As I said above, it is probably not complete, but it works perfectly at the energy scale we currently work with. In the future at much higher scales, it might have to be modified (and this goes for most physical laws). It is pointless to speculate what might have to be changed until we reach those energy scales and find out. But for the current scales it is 100% correct.
This is a very important point. If tomorrow someone figures out how to increase the energy scale of experiments 100 fold, and it is discovered that this equation must be changed:
the current version of this equation will still be correct for the energy scales we use now! Furthermore the new and improved version
MUST cancel down to the current equation for the current energy levels we work with. This point is often overlooked by the people who cry "we don't know all the laws yet". This is why modifying the laws of physics is so hard, you must modify them in a way where they give new results at new energy levels, but the old results at the old energy level. This is not easy to do.
Quote (doomchaser @ Jul 24 2013 11:47am)
What friction is making the speed of light a constant? And can the force of the friction change to where we would get a different rate of speed from light?
Friction is a word we use when working with gross macroscopic systems to describe huge numbers of very simple microscopic interactions. There is no such thing as friction on the microscopic scale (instead we just deal with the very simple interactions themselves).

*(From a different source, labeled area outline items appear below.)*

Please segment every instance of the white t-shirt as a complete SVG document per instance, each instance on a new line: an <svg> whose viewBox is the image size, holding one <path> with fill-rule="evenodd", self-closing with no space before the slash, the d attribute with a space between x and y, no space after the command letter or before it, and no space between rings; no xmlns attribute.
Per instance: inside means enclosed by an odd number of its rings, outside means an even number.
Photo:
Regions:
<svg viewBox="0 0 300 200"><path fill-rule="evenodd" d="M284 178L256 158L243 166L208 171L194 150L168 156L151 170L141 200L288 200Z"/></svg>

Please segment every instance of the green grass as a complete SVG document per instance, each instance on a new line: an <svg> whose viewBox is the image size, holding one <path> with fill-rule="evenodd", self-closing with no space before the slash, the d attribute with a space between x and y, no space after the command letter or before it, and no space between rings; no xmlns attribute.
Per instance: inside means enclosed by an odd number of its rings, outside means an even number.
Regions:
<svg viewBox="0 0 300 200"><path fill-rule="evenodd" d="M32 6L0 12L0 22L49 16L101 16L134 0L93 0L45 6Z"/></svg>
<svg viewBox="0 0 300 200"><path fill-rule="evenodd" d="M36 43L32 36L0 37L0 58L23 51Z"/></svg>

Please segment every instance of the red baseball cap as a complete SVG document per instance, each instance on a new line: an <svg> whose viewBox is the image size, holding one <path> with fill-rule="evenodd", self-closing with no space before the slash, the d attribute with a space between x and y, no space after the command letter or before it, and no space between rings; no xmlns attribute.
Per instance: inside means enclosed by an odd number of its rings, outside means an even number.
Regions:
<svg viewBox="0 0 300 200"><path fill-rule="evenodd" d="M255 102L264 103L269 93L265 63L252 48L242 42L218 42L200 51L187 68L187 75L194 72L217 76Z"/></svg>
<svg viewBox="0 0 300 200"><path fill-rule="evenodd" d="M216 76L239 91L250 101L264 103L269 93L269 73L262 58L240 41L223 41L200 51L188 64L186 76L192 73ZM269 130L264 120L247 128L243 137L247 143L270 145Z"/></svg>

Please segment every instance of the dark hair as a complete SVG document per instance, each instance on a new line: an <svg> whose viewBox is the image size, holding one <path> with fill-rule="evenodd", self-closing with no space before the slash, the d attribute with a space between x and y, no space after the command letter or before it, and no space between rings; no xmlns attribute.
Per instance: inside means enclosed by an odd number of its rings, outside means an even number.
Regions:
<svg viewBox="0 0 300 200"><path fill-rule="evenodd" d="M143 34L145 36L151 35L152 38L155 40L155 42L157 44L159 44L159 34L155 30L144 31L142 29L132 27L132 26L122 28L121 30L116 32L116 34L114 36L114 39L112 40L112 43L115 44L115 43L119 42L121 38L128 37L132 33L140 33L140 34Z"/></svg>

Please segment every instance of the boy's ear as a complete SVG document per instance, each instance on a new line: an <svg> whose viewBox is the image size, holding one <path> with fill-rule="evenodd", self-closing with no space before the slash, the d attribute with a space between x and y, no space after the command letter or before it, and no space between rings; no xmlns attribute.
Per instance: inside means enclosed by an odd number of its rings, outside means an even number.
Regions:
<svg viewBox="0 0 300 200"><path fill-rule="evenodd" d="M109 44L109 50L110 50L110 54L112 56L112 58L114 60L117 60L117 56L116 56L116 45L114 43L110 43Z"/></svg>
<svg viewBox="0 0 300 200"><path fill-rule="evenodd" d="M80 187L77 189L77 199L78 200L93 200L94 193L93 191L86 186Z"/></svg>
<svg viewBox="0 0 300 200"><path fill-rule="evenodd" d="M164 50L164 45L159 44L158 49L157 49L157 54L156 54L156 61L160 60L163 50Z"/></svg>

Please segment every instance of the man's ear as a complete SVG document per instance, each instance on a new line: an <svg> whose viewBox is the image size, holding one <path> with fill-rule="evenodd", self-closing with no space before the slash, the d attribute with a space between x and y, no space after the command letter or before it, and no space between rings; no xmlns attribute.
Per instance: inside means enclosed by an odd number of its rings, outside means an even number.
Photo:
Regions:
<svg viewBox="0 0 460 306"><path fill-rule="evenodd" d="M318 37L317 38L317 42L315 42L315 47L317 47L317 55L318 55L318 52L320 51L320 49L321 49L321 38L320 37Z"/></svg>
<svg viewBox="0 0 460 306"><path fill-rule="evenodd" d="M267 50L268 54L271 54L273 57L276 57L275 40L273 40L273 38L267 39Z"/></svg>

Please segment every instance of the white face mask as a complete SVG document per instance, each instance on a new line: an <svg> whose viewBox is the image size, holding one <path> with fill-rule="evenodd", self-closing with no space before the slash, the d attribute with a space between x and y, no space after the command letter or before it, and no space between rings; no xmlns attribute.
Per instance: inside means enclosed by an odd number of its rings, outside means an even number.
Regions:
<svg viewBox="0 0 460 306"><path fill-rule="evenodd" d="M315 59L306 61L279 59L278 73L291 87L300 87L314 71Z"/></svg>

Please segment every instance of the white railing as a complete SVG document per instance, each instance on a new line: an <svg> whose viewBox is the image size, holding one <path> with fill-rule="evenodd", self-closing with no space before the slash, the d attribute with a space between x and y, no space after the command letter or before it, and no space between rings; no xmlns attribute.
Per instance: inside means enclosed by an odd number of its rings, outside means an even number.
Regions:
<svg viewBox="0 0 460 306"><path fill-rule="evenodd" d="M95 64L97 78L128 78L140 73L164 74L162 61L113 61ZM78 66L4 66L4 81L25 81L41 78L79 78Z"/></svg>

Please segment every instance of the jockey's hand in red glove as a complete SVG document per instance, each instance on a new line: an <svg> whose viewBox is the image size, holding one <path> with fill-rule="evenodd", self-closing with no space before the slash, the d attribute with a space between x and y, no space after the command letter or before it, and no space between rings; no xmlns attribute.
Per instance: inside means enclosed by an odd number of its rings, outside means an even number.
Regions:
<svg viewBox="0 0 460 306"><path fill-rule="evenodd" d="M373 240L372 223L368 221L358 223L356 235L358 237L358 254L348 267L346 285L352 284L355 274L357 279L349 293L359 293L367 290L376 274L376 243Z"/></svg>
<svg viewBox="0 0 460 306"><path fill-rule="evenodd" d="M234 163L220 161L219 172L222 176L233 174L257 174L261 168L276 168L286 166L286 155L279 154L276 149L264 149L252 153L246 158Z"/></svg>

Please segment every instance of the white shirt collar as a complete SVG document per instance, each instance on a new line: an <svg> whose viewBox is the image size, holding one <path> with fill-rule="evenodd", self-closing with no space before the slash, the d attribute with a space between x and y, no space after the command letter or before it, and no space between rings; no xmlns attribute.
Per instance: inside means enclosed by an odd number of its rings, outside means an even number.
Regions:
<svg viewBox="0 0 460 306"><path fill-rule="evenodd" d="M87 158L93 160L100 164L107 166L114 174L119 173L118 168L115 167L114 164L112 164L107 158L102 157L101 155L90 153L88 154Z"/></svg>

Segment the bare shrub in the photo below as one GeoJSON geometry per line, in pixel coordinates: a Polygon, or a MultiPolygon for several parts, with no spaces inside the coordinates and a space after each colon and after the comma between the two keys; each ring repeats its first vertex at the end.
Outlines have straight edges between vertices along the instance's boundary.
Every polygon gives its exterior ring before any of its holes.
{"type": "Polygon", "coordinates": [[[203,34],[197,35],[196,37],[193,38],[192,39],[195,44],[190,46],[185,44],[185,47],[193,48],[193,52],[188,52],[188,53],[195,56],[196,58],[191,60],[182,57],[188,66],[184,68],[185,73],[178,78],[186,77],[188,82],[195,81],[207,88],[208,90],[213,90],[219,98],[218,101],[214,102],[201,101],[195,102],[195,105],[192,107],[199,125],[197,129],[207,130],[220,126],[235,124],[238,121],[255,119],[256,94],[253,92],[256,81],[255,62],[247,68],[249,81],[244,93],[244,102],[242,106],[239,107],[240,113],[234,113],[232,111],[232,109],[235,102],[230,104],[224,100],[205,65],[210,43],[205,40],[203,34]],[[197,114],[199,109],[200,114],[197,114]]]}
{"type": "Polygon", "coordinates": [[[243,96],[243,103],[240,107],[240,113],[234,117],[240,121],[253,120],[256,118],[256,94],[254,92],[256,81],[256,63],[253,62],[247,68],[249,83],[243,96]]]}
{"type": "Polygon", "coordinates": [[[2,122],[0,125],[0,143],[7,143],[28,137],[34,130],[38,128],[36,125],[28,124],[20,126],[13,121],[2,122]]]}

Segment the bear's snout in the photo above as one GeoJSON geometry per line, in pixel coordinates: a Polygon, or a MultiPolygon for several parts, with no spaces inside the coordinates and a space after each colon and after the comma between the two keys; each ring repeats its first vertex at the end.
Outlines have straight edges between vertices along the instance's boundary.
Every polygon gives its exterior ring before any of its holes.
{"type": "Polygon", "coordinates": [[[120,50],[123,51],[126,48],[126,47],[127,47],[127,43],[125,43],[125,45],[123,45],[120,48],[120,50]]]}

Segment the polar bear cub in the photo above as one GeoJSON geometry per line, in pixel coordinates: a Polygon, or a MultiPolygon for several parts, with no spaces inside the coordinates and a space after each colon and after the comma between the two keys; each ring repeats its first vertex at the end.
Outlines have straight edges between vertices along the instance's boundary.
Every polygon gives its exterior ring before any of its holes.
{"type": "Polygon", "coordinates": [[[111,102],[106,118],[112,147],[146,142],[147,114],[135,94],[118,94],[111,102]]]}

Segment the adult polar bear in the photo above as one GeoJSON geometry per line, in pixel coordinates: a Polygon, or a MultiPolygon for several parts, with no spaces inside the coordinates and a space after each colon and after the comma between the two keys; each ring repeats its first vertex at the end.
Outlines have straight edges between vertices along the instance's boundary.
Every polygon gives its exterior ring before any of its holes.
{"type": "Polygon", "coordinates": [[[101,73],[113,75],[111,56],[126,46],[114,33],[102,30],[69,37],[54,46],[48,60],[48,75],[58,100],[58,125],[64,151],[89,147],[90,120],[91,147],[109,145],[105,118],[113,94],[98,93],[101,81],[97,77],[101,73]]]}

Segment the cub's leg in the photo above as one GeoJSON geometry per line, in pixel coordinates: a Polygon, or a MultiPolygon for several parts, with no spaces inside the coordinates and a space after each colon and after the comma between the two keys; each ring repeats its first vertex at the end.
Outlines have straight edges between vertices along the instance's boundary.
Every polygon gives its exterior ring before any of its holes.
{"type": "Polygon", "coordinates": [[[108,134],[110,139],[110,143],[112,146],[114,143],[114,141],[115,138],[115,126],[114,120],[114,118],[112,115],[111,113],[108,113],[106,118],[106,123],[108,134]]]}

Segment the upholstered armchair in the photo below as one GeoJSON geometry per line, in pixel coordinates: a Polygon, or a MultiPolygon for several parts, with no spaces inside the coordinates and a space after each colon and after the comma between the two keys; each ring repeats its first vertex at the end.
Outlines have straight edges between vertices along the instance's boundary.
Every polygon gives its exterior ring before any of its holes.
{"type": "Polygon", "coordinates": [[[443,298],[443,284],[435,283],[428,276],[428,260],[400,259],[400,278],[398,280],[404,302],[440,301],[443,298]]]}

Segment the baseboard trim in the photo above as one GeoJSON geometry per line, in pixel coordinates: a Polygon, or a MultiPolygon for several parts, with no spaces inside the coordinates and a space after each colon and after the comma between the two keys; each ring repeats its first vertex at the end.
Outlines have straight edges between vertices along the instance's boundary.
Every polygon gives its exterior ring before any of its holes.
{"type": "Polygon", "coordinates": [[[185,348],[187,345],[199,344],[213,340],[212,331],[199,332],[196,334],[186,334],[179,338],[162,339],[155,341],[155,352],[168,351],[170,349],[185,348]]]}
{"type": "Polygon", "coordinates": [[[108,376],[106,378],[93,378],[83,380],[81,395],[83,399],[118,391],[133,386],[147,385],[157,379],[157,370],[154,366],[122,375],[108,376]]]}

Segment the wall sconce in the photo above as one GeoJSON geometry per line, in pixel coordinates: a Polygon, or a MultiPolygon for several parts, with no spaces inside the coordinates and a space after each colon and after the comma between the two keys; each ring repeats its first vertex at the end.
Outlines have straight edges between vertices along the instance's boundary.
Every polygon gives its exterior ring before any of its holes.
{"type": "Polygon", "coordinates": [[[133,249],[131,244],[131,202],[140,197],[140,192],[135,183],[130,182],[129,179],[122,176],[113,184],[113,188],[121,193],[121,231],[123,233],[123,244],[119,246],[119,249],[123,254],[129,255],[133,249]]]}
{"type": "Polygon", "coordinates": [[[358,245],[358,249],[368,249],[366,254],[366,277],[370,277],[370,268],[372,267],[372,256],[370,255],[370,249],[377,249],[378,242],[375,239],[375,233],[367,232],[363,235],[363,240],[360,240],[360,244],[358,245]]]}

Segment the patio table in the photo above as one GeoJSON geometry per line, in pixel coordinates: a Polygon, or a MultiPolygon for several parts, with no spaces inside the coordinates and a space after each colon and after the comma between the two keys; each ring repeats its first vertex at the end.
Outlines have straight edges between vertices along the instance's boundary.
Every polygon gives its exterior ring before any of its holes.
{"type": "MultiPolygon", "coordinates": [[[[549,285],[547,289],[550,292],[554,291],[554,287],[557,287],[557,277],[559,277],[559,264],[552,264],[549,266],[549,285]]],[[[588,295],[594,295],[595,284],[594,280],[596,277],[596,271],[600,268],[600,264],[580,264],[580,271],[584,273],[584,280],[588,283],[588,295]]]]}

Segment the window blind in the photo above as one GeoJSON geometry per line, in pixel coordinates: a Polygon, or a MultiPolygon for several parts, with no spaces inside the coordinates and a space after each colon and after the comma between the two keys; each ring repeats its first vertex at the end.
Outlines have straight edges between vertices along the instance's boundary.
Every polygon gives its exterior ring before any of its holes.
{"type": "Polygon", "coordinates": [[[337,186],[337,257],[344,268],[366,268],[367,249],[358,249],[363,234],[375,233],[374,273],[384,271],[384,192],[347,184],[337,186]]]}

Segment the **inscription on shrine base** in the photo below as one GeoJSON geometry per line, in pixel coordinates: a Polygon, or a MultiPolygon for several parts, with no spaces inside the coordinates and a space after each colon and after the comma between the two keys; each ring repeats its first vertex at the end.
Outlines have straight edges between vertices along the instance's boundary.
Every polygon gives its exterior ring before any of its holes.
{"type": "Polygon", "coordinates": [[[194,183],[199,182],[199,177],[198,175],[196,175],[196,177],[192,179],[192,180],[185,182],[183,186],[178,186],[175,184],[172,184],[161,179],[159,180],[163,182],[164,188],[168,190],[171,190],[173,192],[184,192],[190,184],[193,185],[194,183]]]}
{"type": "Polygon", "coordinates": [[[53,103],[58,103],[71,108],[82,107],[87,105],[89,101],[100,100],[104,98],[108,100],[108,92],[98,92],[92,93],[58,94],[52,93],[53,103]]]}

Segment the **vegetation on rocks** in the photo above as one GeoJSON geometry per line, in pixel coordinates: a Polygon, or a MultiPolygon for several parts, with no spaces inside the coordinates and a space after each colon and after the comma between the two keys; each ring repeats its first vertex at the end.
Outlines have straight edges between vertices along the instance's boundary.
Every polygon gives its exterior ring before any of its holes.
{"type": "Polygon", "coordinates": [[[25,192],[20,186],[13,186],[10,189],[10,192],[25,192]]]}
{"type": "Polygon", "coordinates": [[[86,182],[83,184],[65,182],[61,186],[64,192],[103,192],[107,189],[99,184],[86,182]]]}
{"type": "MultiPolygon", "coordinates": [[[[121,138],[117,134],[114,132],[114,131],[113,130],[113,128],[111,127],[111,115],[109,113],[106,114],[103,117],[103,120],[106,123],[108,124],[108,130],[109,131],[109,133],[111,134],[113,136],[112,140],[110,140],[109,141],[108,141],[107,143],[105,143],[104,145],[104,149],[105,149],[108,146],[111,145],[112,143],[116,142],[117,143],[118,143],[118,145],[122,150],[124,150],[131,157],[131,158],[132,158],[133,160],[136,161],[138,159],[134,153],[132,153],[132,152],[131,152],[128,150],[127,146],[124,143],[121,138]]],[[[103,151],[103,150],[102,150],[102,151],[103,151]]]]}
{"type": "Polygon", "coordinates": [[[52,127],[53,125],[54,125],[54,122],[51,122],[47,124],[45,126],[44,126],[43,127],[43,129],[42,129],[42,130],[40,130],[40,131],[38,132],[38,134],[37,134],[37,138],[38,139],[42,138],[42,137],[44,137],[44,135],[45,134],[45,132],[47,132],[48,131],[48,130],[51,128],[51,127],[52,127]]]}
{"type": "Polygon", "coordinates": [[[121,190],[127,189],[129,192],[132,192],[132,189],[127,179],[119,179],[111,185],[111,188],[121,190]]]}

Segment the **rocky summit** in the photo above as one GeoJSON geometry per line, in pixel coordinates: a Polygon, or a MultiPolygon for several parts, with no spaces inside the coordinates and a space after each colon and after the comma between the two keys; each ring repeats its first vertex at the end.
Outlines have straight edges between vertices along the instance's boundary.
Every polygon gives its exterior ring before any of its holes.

Quote (doomchaser @ Jul 24 2013 11:47am)
But when you add math too it seems so much more legit.
If you play with that equation you will find that the closer you bring v to 1 (that is light speed), the energy required increases dramatically. Also if you try the reverse and just plugin any finite amount of energy into the equation, you will find it will produce a v that is less than 1, no matter how much energy you start with. This is why a particle with a rest mass can not be accelerate to the speed of light with a finite amount of energy. Crudely put, accelerating a particle adds to its mass, this added mass requires even more energy to accelerate. This process gets worse and worse, each time you accelerate it more, it becomes harder and harder to accelerate. Eventually you will consume any amount of energy you have and not reach the goal of light speed. You can however get extremely close. The LHC accelerates protons to about v = 0.999999991 (or 99.9999991% light speed).